Géographes et architectes croisent le regard lorsqu’il s’agit de parler de la forme d’une ville; les premiers décrivent l’espace pour expliquer le projet, les seconds projettent une description spatiale. La nuance est critique, en particulier à travers le prisme des analyses dites morphologiques, soit l’application d’un cadre fondé sur le caractère structurant des aménagements formels. Ici, l’approche proposée place l’auteur géographe et le lecteur architecte comme deux nations qui regardent un même objet sans se comprendre. Les ambitions interdisciplinaires légitimes pour toutes analyses et interprétations du phénomène urbain sur le plan économique, social et politique se trouvent soudainement inopérantes. Nous sommes devant un malentendu entre deux méthodes qui regardent l’espace dans une perspective différente.

J’ai employé le mot nation, car ce malaise rappelle celui que francophones et anglophones montréalais peuvent ressentir lorsque chacun exprime sa façon de voir la question de l’avenir du français à Montréal. Soudain, la civilité quotidienne et les sympathies d’intérêts partagés dévoilent une indifférence mutuelle sur la contribution de l’autre communauté. Ainsi, l’ouvrage de Guertin explore les enjeux géographiques de la forme urbaine de Québec en laissant peu de place au projet d’aménagement dans la logistique de la formation du territoire ou du tissu urbain. L’architecte cherche une prise sur le concret que lui offre l’analyse typo morphologique ou de la syntaxe spatiale.

L’analyse de morphologie géographique et historique, directement inspirée par les travaux de Ritchot et Pelletier, exprime un désir de reconnaître l’unicité d’un lieu, dans sa forme et ses mythes. L’approche est déconcertante; elle apparaît comme une astrologie des états d’âme, tel un horoscope structuraliste qui propose de baliser notre aventure individuelle et collective.
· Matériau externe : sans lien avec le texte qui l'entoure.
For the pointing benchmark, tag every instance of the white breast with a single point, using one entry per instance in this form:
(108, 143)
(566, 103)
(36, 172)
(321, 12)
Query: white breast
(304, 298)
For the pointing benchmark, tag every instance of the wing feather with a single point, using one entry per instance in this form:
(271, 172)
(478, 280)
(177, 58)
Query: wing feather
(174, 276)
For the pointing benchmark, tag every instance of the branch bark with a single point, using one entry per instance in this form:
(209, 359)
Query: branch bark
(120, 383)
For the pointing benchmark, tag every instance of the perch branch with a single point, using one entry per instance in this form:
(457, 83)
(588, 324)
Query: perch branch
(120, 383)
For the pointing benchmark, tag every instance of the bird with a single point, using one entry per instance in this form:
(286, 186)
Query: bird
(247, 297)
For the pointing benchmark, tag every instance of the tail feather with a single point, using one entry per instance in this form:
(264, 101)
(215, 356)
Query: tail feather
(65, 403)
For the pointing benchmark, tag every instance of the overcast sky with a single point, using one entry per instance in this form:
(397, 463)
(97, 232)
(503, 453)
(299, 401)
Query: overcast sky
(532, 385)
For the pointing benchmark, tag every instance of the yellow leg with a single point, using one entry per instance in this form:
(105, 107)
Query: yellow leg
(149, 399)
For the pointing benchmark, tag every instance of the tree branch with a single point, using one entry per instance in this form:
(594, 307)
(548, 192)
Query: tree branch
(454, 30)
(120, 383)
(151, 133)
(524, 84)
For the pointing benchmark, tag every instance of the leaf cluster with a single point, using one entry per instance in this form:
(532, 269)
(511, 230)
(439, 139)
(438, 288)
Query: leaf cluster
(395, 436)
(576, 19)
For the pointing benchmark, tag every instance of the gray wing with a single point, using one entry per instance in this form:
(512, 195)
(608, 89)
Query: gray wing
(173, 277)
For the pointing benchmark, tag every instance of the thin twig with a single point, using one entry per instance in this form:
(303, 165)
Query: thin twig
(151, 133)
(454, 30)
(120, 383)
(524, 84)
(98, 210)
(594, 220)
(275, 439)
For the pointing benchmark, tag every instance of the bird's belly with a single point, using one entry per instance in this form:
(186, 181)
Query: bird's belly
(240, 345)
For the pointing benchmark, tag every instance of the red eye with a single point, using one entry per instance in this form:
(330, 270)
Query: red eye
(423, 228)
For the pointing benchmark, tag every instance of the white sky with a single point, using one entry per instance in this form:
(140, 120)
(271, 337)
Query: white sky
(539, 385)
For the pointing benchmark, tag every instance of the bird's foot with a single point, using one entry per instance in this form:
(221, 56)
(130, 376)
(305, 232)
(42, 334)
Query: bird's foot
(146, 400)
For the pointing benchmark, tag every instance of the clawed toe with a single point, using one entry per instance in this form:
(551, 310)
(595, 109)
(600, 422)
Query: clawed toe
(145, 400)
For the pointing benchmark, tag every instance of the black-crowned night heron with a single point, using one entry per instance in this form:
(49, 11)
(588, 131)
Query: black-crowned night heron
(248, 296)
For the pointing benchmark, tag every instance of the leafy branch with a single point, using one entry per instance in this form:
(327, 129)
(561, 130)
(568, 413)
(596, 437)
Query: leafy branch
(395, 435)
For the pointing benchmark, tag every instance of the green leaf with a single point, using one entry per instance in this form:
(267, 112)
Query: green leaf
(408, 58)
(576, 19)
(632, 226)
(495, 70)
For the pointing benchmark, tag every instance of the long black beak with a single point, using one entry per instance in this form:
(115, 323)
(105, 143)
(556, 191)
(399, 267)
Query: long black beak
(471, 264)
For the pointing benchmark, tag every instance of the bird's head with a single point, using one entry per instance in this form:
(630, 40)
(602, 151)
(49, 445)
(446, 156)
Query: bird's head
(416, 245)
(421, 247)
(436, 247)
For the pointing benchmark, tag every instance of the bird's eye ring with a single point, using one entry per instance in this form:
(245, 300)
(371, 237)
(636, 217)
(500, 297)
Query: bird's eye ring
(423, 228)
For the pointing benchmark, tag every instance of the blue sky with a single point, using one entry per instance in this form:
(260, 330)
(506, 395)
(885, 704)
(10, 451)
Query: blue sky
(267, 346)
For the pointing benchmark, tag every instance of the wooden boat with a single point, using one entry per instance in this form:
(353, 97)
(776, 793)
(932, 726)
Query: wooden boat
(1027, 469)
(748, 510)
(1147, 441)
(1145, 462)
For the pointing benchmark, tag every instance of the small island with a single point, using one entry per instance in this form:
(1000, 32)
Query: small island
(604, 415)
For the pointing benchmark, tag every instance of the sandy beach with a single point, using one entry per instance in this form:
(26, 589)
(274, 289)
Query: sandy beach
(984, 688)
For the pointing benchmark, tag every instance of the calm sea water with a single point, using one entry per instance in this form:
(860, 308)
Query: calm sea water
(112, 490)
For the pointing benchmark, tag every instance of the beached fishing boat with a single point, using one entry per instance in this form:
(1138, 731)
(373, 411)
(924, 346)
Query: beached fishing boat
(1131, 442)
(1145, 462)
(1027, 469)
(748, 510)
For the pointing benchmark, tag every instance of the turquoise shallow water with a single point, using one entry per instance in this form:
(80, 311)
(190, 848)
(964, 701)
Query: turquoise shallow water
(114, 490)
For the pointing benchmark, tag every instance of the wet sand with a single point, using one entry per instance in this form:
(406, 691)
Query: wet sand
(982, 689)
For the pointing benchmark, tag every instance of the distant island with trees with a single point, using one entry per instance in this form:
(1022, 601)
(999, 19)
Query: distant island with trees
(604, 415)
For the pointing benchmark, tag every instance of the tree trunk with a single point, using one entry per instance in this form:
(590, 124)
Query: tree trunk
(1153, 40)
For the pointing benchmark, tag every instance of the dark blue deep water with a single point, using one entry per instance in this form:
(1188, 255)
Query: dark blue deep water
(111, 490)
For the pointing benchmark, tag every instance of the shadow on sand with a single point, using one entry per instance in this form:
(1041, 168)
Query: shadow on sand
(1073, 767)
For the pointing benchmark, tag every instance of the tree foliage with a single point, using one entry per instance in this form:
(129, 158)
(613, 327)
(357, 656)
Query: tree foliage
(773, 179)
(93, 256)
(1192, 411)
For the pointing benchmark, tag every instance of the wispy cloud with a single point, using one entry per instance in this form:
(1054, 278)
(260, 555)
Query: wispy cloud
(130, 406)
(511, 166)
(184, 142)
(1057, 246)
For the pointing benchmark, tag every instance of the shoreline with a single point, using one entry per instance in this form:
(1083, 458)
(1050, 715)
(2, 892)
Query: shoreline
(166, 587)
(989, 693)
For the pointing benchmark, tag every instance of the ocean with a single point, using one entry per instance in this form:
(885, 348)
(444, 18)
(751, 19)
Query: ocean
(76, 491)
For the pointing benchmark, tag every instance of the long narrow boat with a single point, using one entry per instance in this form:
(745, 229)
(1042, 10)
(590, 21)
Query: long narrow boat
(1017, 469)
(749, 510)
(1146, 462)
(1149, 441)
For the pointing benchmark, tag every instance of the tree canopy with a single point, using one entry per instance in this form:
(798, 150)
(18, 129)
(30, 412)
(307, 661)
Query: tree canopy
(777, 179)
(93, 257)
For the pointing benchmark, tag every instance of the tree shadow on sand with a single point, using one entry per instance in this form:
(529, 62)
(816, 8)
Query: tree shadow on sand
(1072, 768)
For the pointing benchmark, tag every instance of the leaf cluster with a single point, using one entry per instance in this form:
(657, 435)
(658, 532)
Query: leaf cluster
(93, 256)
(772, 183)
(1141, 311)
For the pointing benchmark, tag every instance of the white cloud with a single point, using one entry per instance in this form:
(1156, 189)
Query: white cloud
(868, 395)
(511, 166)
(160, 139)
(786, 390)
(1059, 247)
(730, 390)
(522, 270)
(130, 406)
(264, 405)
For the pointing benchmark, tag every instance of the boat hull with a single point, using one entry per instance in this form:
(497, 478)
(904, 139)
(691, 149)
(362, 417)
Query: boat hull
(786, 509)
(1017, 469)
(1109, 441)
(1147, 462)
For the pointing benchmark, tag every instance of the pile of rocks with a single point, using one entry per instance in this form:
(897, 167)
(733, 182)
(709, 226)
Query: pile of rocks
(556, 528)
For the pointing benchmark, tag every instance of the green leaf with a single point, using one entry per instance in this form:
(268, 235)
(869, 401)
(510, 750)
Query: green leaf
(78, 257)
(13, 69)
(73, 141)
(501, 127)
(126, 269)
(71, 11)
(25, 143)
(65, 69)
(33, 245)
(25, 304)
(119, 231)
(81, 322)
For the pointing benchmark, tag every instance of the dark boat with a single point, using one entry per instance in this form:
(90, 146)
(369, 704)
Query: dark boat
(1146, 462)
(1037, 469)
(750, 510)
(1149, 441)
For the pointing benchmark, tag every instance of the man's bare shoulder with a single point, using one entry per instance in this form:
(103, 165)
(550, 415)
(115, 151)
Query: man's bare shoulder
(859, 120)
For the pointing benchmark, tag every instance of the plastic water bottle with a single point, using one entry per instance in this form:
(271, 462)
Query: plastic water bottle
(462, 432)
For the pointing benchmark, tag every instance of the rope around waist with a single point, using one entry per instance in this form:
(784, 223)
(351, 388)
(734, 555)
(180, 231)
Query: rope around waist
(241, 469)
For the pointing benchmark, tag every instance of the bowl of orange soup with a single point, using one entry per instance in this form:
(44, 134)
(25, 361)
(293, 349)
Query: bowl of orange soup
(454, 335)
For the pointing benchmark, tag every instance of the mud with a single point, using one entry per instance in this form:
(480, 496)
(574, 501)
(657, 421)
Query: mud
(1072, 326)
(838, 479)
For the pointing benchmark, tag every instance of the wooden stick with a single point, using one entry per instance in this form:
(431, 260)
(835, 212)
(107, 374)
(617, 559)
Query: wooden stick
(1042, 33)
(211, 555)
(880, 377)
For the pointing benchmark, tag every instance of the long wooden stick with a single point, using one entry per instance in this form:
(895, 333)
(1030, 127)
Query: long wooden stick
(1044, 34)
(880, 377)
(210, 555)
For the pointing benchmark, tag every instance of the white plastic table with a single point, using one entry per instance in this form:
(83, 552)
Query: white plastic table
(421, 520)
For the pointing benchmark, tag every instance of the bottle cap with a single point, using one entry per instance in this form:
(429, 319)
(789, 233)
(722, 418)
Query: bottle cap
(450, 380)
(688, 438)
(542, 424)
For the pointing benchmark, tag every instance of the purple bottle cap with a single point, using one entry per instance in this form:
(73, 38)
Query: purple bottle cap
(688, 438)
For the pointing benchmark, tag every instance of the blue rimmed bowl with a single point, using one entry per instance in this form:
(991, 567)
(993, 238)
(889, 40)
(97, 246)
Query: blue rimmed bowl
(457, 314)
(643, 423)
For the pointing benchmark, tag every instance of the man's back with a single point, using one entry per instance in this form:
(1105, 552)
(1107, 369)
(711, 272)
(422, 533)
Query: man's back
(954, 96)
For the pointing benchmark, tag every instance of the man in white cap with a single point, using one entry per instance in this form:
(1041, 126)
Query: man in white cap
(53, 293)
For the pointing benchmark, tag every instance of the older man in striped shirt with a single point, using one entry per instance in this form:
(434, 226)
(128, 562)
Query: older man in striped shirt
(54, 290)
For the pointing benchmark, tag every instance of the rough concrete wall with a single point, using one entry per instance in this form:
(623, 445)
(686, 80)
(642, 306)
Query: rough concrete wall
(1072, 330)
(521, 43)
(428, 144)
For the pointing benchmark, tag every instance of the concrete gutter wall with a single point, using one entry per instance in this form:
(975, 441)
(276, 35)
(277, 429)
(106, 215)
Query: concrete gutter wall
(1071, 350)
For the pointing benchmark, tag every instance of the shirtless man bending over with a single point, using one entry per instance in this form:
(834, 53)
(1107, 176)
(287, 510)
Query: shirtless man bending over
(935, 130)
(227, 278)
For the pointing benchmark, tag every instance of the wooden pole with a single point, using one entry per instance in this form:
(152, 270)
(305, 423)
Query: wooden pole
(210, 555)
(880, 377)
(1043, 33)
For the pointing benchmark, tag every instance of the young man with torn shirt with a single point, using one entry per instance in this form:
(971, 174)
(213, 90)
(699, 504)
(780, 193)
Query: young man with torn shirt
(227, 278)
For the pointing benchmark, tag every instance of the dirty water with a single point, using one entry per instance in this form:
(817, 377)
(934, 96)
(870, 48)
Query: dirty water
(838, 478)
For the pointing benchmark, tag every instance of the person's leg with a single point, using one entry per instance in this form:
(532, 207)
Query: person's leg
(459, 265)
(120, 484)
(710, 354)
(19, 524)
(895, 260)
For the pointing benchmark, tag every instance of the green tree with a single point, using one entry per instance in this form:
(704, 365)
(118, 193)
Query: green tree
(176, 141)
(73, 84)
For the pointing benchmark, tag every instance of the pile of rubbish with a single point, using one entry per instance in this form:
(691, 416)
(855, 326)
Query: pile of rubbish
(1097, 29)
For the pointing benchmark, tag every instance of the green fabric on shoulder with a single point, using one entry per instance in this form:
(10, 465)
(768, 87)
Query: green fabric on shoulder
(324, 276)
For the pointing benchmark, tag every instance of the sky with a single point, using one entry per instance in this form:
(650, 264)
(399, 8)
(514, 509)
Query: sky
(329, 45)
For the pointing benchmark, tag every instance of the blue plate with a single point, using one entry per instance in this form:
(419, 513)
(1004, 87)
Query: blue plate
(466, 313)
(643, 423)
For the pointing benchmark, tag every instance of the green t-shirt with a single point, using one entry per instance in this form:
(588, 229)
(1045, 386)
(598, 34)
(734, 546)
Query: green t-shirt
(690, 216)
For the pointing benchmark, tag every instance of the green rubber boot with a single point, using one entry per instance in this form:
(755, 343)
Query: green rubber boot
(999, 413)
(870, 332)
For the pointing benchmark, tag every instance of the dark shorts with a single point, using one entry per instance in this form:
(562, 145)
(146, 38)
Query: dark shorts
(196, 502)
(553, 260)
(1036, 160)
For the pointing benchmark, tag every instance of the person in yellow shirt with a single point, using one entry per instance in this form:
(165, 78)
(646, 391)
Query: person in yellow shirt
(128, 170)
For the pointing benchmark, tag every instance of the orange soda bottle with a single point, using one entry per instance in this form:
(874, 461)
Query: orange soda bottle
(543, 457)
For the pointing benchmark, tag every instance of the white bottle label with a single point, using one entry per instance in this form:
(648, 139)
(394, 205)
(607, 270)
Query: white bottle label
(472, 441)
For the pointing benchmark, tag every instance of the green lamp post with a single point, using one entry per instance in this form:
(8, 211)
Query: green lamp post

Sur ce point, l’analyse typo morphologique insiste davantage sur le phénomène de récurrence et de répétitions pour mieux saisir la nature des éléments singuliers ou exceptionnels. Reconnaître ce qui se répète et se reproduit de manière directe ou dérivée signifie prendre une mesure de la concrétisation matérielle des mythes, idéaux et modèles qui animent une société. Le projet urbain pose certes l’existence d’alternatives explorées verbalement ou graphiquement, mais celui réalisé matérialise les intérêts et les aspirations des acteurs de chaque époque, dans une mise en contexte locale et internationale considérant la vocation coloniale de la ville. Les longues hypothèses sur le choix du site de Québec et le fantôme urbain de Ludovica semblent perdre l’enjeu récurrent de la modestie des moyens du projet colonial européen, français ou britannique, jusqu’au début du XIXe siècle.

En effet, tout le long du volume la question revient en boucle. En quoi le développement de Québec, comme comptoir commercial dans la première moitié du XVIIe siècle, de ville coloniale française jusqu’en 1759, de ville coloniale britannique jusqu’au départ des troupes en 1871 et comme ville nord-américaines depuis est-il pareil ou différent des modèles et pratiques établis dans chacun de ses contextes culturels, économiques et sociaux?

Je crois aussi que l’analyse, en prenant le parti d’être morphologique, doit se fonder avant tout sur les observations objectives que représentent les formes d’une ville; la topographie et le réseau hydrographique, le cadastre rural et urbain, la nature des emprises au sol du bâti. Ces éléments non seulement se reconnaissent par des caractéristiques formelles — un tracé, un pourtour, des dimensions —, mais aussi une position relative avec les autres éléments. De manière presque prosaïque, l’analyse morphologique est un travail d’observation documentaire. Cette dimension factuelle peut donner un autre sens aux récits et commentaires des générations d’auteurs invoqués; entre francophones et anglophones sur le sens de l’histoire du pays, entre Britannique et Américains sur le destin du continent, sur les diverses générations d’intellectuels québécois cherchant une issue individuelle et collective entre célébrer la tradition puis la modernité.

En ce sens, le livre est un avertissement sur la difficulté de faire de l’histoire urbaine lorsqu’il faut comparer les discours de perceptions et d’aspirations avec ce qui est effectivement construit. L’histoire de la forme urbaine au Québec ou au Canada reste à écrire afin de baliser les aventures de chaque ville et village. Ce cadre devra prendre compte de ce qui s’est fait, ce qui a disparu, ce qui ne s’est pas réalisé ou plus encore jamais complété. Ce caractère inachevé est peut être un des facteurs récurrents de l’histoire urbaine au Québec, c’est-à-dire l’adéquation imparfaite entre les mythes, les modèles, les moyens et les motivations humaines dans une société à la périphérie des empires économiques et culturels auxquels elle se croit rattachée et dépendante.